Hola. How are you? I hope you are hell. Just kidding, I meant “well.” OH WAIT, NO I DIDN’T. I just wanted to say hello, and thank you for the generous baby presents that I assume you bought for me but which clearly got lost in the mail because one of you is too busy being BORING to write the address correctly and the other one of you is Ben. So, si, idiotas, I LOVE my MISSING PRESENTS so very much. As Marc said the other night, you put the “ass” in “Muchas gracias.” HA HA HA HA. At least, I think that’s what he said — he was drinking a can of V-8 through two straws stuck on his incisors, but I am pretty sure I understood correctly because that is what love is about, people.

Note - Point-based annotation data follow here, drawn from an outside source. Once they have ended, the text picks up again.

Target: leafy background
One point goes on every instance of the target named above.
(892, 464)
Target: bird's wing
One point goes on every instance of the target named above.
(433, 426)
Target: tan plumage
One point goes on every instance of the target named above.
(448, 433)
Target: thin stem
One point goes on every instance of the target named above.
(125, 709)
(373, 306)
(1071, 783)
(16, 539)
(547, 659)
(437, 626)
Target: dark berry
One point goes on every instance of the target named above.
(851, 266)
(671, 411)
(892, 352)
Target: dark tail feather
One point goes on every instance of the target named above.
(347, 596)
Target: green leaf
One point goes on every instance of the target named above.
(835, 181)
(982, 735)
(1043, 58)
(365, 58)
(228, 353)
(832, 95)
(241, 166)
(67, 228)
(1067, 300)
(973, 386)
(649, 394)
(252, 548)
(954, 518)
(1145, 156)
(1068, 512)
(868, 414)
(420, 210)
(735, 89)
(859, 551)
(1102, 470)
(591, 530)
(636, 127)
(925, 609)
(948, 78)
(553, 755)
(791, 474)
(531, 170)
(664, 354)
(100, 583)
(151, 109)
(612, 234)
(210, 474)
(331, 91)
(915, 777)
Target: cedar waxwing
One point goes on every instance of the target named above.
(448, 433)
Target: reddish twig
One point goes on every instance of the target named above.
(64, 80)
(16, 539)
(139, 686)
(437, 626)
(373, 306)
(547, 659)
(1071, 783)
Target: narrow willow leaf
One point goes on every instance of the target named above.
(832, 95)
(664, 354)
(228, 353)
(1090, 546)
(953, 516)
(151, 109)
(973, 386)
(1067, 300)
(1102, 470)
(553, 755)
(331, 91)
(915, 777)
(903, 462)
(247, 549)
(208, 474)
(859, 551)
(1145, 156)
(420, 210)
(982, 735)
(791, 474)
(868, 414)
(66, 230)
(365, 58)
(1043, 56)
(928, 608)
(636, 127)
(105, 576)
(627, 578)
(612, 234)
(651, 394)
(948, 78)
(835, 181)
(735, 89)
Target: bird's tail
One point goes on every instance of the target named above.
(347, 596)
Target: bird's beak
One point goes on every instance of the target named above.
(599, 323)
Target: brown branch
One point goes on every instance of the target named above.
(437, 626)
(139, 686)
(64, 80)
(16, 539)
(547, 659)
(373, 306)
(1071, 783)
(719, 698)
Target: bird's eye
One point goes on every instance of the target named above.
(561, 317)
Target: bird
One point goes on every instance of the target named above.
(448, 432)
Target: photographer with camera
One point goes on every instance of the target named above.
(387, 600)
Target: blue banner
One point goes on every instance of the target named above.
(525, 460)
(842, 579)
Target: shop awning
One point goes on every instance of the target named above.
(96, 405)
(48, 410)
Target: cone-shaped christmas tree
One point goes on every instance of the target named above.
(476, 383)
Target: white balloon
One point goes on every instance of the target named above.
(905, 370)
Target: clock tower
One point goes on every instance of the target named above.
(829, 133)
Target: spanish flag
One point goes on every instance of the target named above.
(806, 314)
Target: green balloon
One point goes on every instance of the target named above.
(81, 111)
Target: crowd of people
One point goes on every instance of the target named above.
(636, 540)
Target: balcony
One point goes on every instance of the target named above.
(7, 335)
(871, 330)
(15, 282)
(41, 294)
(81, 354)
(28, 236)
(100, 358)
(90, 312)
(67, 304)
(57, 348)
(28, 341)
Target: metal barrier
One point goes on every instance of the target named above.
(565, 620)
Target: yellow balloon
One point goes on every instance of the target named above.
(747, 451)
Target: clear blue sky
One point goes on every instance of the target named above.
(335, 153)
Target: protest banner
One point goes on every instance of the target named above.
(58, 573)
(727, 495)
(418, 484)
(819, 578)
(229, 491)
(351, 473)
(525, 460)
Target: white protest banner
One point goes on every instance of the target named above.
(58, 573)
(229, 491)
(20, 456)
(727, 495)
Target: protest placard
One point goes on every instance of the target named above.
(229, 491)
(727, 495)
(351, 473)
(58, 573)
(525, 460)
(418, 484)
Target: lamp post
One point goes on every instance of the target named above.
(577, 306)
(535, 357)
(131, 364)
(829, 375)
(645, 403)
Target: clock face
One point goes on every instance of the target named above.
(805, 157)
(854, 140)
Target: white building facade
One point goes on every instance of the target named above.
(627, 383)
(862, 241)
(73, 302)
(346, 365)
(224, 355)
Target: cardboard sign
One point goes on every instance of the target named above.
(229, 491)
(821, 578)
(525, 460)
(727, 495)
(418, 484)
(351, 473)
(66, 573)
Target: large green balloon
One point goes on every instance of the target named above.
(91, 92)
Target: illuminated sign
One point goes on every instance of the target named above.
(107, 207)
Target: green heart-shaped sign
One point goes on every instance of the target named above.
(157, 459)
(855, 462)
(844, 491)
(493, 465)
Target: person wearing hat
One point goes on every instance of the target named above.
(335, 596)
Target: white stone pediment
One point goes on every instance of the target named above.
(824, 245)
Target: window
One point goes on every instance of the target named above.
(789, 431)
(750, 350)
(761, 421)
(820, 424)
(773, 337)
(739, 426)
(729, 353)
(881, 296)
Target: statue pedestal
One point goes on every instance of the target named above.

Straws and red liquid. Because when you put those two together for a few days straight you get LOTS of horizontal mambo and then LOTS OF BABIES!

Oh, wait, what is that you are murmuring? You could only do ONE baby at a time? WEAK SAUCE, Mrs. Bennifleck! There is WOMB FOR TWO in this lady — ha ha, that was Marc again, he is so funny when he’s playing with his straw fangs! — and I wore heels the entire time, and we haven’t slept in 120 hours and I THINK maybe Marc is shrinking because his coat doesn’t fit any more but I am HERE and I am swathed in a CURTAIN and I am your superior in every way! When was the last time YOU had two babies at once and then went right out and matched your eye makeup to your husband’s best pair of shiny pants? When was the last time you even BOUGHT your Benfleck a pair of shiny pants? That’s RIGHT, enemiga estupida, GAME, SET, AND CHECKMATE to ME!